Jonathan Yeo Portraits, National Portrait Gallery | reviews, news & interviews
Jonathan Yeo Portraits, National Portrait Gallery
Jonathan Yeo Portraits, National Portrait Gallery
A paean to the seductive surface, but should flattery always be a dirty word?
Grayson Perry is sitting pretty amid a swathe of soft-focus pink. Dressed as his alter ego Claire he sits on a pink bed with pink pillows, his pink ruched dress spread about him with its frilly underskirt on view.
An earlier portrait Yeo painted of Perry-as-Claire conveyed, with its hooded gaze and slightly troubled brow, a little pathos, but not this one, though, in fact, the room that Jonathan Yeo has placed him in is reminiscent of the bedrooms of another British artist who evokes quite a different mood. With its old-fashioned bedstead and bedside lamp, and with the picture’s almost oppressive close crop and striations of thinly applied paint, I’m reminded of one of Walter Sickert’s squalid bedrooms, the ones in which a murder may or may not have taken place.
Flattery in portraiture has a fine historical lineage
Yeo, the closest we have to a latter-day society portraitist in the spirit of Joshua Reynolds, paints flattering portraits with an old-fashioned Modernist edge. His female faces, or those who, as in Perry’s case, come in the guise of the female, are so polished and mirror-smooth they appear photographic – though photographic isn’t quite the word. They are more like strikingly naturalistic Pre-Raphaelite ideals, emerging from the shimmering, half-realised sketchiness of their surrounds. We marvel at their virtuosity. Yeo, who is untrained as an artist, has a marvellous feeling for paint.
Most of his male sitters, on the other hand, have faces textured with Cubist faceting and colouring of a ruddy hue. But they’re no less flattering – though one doesn’t mean to imply that that’s necessarily a dirty word in every context. Flattery in portraiture has a fine historical lineage and we shouldn’t let it detract us from a portrait’s other fine attributes.

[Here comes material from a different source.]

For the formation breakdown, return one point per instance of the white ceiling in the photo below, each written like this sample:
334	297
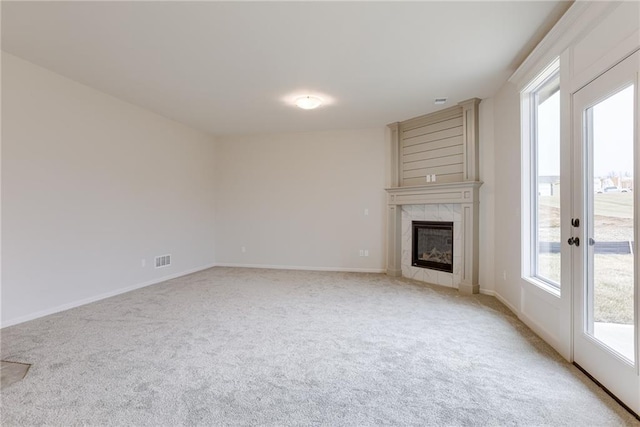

The art critic Martin Gayford, who has more famously been painted by Lucian Freud, through sittings that probably felt they'd go on for an eternity (Freud was a famously slow painter), smiles placidly out at us; Damien Hirst looks down from a great height wearing the chemical protection suit he used to wear for working on his formaldehyde tanks, and he rather resembles a heroic World War II pilot (the sort of portrait Laura Knight, who also has an NPG exhibition currently running, might have painted); and a bearded Kevin Spacey makes for a handsome Richard III with his crown cocked at a raffish angle. Even Rupert Murdoch looks benign, with several years shaved off his age to boot. Sitters are rejuvenated by Yeo’s nifty brushwork.
As well as the Hirst, the Spacey, and the Perry, the other three new portraits in the NPG’s beautifully hung two-room display – Yeo painted all the new ones in the first room this year, he’s that quick – are new peer Doreen Lawrence, education activist Malala Yousafzai and actress Helena Bonham-Carter. The Malala portrait is striking. Yeo has a tremendous eye for composition and design, and this is a simple and powerful portrait. You can level accusations of “conventional”, and it would be justified, but Yeo doesn’t appear to be in the game of "reinventing" portraiture. He clearly just wants to do it well, and he does.
However, other portraits, painted with as much facility, tip the balance. Nicole Kidman and Sienna Miller may as well have been painted from fashion photographs. What do they tell us beyond what we already know from hundreds of other images we’ve seen of these individuals? One image among hundreds of the same. The paintings are a paean to the seductive and the beautiful surface and no more. Whatever they’re trying to sell, however hard they’re trying, I’m not buying it.
It’s not for nothing that Yeo has been compared to the fashion and magazine photographer Annie Leibovitz. Yeo doesn’t appear to be unduly concerned by the association. He painted Miller on a previous occasion when she was heavily pregnant, in an image that owes an obvious debt to Leibovitch’s most famous photograph: Demi Moore pregnant on the cover of Vanity Fair in 1991.
But I leave the display in a generous mood, for the painting of model Erin O’Connor (pictured above right), her back sinuous, her face in half profile, is both seductive and beautiful and much more besides. It reminds you a bit of Klimt – her skin sheeny and golden but without the gold leaf – and those great and glamorous Vienna Secession portraits, to which I suppose it’s a kind of homage. It’s very striking. You want to look at it more than once, more than twice. This is surface with a bit more traction.